Abstract OT3-1-06: A phase 2 single-arm study to evaluate the clinical activity, safety and tolerability of enzalutamide (ENZA) with trastuzumab in patients with advanced human growth factor receptor 2 (HER2)-positive breast cancer

Abstract

Abstract Background Androgen receptor (AR) expression is observed in ∼60% of patients (pts) with HER2+ breast cancer1. In vitro, ENZA inhibits proliferation of AR+/HER2+ cell lines and enhances the activity of trastuzumab. ENZA also inhibits proliferation of trastuzumab resistant HER2 positive cells2. Methods Any amount of AR expression (local or central) is allowed, submission of tissue is mandatory. Patients must have measurable disease per RECIST 1.1, and have received 1 to 4 prior lines of anti-HER2 therapy in the advanced / metastatic setting. Brain imaging is required to exclude patients with CNS metastases. Pts with a seizure history are excluded. Women with metastatic or locally advanced HER2+, AR+, and ER-/PgR- breast cancer will receive daily ENZA (160 mg) continuously and trastuzumab (6 mg/kg) administered every 21 days, until disease progression (NCT02091960). The primary endpoint (EP) is clinical benefit rate (CBR) where benefit is defined as complete or partial response (CR or PR) or stable disease (SD) ≥24 weeks according to RECIST 1.1 criteria. Additional EPs include safety and tolerability, and the relationship between AR expression and ENZA activity.
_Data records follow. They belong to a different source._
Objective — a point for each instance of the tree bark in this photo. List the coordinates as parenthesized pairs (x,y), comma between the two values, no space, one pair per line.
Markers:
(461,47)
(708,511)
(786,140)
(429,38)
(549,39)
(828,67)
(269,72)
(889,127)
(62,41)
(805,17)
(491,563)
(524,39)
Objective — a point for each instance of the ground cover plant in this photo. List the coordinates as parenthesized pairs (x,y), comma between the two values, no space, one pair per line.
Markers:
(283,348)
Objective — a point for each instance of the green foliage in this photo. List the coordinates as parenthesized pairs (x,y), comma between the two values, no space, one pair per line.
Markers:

If the CBR is ≥3 in 21 evaluable pts, the sample size will increase to 66 pts. The primary EP will be analyzed in pts with centrally confirmed AR expression (≥10% nuclear staining by IHC), who have received at least one dose of ENZA, and have ≥1 post-baseline tumor assessment. The null hypothesis (H0), that the true CBR is 10%, will be tested against a 1-sided alternative. This Simon’s two-stage design yields 90% power when the true response rate is 25% with a 1-sided type 1 error rate of 5%. Enrollment is expected to continue through 2016.